AI helps you reading Science
AI generates interpretation videos
AI extracts and analyses the key points of the paper to generate videos automatically
AI parses the academic lineage of this thesis
AI extracts a summary of this paper
We study knowledge distillation for the learning to rank problem that is the core in recommender systems and many other information retrieval systems
Ranking Distillation: Learning Compact Ranking Models With High Performance for Recommender System.
KDD, (2018): 2289-2298
We propose a novel way to train ranking models, such as recommender systems, that are both effective and efficient. Knowledge distillation (KD) was shown to be successful in image recognition to achieve both effectiveness and efficiency. We propose a KD technique for learning to rank problems, called ranking distillation (RD). Specificall...More
PPT (Upload PPT)
- Google and Yahoo; personalized item retrieval a.k.a recommender systems for Amazon and Netflix
- The core in such systems is a ranking model for computing the relevance score of each (q, d) pair for future use, where q is the query and d is a document.

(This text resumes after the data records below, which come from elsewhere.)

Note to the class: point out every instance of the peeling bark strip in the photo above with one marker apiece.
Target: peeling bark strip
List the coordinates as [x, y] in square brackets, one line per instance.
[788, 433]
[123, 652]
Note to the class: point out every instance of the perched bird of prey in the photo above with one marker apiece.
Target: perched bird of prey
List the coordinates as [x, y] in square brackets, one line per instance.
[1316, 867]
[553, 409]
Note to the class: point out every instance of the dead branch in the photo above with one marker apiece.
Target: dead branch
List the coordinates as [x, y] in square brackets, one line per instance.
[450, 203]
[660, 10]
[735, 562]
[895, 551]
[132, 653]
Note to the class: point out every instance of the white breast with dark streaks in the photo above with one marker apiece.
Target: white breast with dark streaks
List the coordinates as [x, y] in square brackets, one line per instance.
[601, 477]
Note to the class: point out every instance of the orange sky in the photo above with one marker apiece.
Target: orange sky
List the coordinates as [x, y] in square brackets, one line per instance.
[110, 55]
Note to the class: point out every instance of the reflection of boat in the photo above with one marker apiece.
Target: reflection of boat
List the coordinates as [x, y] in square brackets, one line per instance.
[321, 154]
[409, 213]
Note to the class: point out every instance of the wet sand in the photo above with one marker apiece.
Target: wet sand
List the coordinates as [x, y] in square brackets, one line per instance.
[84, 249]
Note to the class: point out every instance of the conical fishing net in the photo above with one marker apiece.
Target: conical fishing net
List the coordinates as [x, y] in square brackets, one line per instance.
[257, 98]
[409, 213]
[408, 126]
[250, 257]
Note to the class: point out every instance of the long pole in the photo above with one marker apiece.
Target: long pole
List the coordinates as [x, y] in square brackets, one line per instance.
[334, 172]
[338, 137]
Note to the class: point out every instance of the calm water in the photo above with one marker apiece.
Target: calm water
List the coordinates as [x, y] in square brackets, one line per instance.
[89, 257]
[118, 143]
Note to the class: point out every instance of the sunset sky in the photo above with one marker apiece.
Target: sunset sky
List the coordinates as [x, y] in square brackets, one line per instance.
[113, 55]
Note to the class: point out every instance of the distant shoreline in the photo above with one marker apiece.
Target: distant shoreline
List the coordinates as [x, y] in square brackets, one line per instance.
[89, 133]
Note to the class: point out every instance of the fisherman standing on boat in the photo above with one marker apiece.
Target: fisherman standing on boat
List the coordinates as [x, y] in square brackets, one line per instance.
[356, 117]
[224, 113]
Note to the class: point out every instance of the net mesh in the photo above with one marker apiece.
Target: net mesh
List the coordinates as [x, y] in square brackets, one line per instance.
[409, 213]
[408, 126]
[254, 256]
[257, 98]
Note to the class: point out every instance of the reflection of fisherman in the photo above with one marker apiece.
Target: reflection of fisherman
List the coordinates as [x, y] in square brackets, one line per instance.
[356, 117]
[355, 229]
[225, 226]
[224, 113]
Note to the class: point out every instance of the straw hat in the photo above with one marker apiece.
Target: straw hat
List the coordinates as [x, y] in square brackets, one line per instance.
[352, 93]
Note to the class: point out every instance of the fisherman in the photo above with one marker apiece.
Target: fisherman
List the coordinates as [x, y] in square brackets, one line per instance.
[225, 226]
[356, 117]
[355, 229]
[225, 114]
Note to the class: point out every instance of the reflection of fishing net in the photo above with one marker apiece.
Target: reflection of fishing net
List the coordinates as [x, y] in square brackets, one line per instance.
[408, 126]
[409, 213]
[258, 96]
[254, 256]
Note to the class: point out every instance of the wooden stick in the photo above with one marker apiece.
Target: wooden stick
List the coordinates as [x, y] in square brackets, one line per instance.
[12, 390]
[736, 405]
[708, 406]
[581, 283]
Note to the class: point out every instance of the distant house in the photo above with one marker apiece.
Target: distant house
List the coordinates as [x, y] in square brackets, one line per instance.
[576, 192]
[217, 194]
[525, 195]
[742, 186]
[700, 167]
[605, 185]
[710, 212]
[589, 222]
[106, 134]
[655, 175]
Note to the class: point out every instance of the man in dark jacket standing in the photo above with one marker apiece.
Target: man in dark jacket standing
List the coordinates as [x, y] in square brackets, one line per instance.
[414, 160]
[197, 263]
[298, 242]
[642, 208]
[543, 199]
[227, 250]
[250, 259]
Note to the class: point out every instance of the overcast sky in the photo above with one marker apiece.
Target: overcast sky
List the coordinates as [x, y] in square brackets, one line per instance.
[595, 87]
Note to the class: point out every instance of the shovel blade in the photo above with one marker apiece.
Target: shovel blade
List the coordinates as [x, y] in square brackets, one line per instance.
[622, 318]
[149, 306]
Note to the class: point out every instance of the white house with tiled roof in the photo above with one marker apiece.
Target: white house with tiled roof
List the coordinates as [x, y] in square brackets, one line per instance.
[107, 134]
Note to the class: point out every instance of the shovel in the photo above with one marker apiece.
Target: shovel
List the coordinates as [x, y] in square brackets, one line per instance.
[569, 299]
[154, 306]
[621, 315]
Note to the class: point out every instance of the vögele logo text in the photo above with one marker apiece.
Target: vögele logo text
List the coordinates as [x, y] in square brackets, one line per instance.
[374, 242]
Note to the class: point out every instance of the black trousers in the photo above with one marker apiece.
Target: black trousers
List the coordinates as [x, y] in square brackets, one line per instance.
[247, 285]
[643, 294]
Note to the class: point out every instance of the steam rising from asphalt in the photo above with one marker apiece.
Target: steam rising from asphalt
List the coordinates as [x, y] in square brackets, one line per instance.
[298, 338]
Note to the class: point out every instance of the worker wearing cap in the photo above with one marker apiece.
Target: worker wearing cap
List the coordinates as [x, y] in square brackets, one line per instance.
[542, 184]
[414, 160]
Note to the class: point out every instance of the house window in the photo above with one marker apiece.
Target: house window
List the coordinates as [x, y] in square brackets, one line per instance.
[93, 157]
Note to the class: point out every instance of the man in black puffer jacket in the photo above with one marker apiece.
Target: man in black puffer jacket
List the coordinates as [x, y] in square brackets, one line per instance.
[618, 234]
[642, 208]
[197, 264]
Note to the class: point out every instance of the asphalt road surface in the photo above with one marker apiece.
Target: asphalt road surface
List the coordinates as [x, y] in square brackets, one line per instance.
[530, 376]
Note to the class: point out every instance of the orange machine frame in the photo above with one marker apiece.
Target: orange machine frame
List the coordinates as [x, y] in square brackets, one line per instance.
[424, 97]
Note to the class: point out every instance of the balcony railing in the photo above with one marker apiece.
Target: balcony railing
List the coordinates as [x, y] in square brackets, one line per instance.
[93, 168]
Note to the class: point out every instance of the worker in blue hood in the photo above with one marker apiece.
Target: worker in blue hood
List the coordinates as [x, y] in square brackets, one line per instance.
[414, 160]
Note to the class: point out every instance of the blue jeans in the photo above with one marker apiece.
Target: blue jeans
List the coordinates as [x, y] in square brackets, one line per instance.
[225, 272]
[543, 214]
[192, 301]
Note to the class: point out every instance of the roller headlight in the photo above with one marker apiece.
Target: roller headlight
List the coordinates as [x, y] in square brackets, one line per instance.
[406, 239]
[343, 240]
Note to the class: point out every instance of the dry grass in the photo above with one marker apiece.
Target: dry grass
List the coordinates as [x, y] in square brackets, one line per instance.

- The size of such models increases by an order of magnitude or more than previous methods
- While such models have better ranking performance by capturing more query-document interactions, they incur a larger latency at online inference phase when responding to user requests due to the larger model size
- In recent years, information retrieval (IR) systems become a core technology of many large companies, such as web page retrieval for Ke Wang
Google and Yahoo; personalized item retrieval a.k.a recommender systems for Amazon and Netflix
- We study knowledge distillation for the learning to rank problem that is the core in recommender systems and many other IR systems
- Traditional Module Distillation Module training data, we introduce extra information generated from a well-trained teacher model and make the student model as effective as the teacher
- Under the paradigm of ranking distillation, for a certain query q, besides the labeled documents, we use a top-K ranking for unlabeled documents generated by a well-trained teacher ranking model MT as extra information to guide the training of the student ranking model MS with less parameters
- We adopt as many parameters as possible for the teacher model to achieve a good performance on each data set
- This paper focused on several key issues of ranking distillation, i.e., the problem formulation, the representation of teacher’s supervision, and the balance between the trust on the training data and the trust on the teacher, and presented our solutions
- The authors use recommendation as the task for evaluating the performance of ranking distillation.
- In this problem, we.
- To measure the online inference efficiency, the authors count the number of parameters in each model and report the wall time for making a recommendation list to every user based on her/his last 5 actions in the training data set.
- The authors apply the proposed ranking distillation to two sequential recommendation models that have been shown to have strong performances:
- The results of each method are summarized in Table 2.
- The authors included three non-sequential recommendation baselines: the popularity based item recommendation (POP), the item based Collaborative Filtering5 (ItemCF) , and the Datasets Model Fossil-T Gowalla.
- Fossil-RD Caser-T Caser-RD Foursquare Time (CPU) Time (GPU) #Params Ratio.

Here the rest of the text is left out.